I want to estimate predicted values for the mean (mu) and standard deviation (sigma) based on a gamlss model. However, it is not clear to me how to extract a standard deviation for given values of x
The data frame I am using looks like this:
#> head(abdom)
# y x
# 59 12.29
# 64 12.29
# 56 12.29
Here is the code to fit a gamlss model:
library(gamlss)
fit = gamlss(y ~ cs(x), sigma.formula = ~ cs(x), data = abdom, family = BCPE)
I want to calculate z-scores based on this model using the following approach: z = (y - mu)/sigma . Therefore, I use this code to calculate mu and sigma for each value of y and calculate the z scores. 95% of the z scores should lie between -2 and 2.
using predict function
mu = predict(fit, newdata = abdom, type = "response", what = "mu")
si = predict(fit, newdata = abdom, type = "response", what = "sigma")
z_score1 = (abdom$y - mu) / si
hist(z_score1)
using centiles.pred function
z_score2 = centiles.pred(fit, xname = "x", xvalues = abdom$x, yval = abdom$y, type = "z-scores")
hist(z_score2)
This leads to the following plots:
for z_score1, most scores are not even close to lie between -2 and 2.

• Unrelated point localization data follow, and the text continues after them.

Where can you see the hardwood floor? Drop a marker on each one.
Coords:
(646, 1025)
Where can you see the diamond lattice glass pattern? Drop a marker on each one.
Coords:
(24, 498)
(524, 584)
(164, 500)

Another way to approach this is by plotting the mean and standard deviation:
# calculating mu +/- 2*sigma
pred_dat = data.frame(x = 10:45)
mu = predict(fit, newdata = pred_dat, type = "response", what = "mu")
si = predict(fit, newdata = pred_dat, type = "response", what = "sigma")
hi = mu + (2 * si)
lo = mu - (2 * si)
pred_dat$mu = mu
pred_dat$hi = hi
pred_dat$lo = lo
# plotting
ggplot(data = pred_dat, aes(x = x)) +
geom_point(data = abdom, aes(x = x, y = y)) +
geom_line(aes(y = mu), colour = "red") +
geom_line(aes(y = hi), colour = "blue") +
geom_line(aes(y = lo), colour = "blue")
yielding the following plot:
Again, 95% of the values should lie between the two blue lines (hi and lo). But the values of the standard deviations are so low that there seems to be only one line.
So my questions are: first question: what do the values derived from predict represent if not the standard deviation conditional to x?
second question: how can I predict the standard deviation for a given x-value?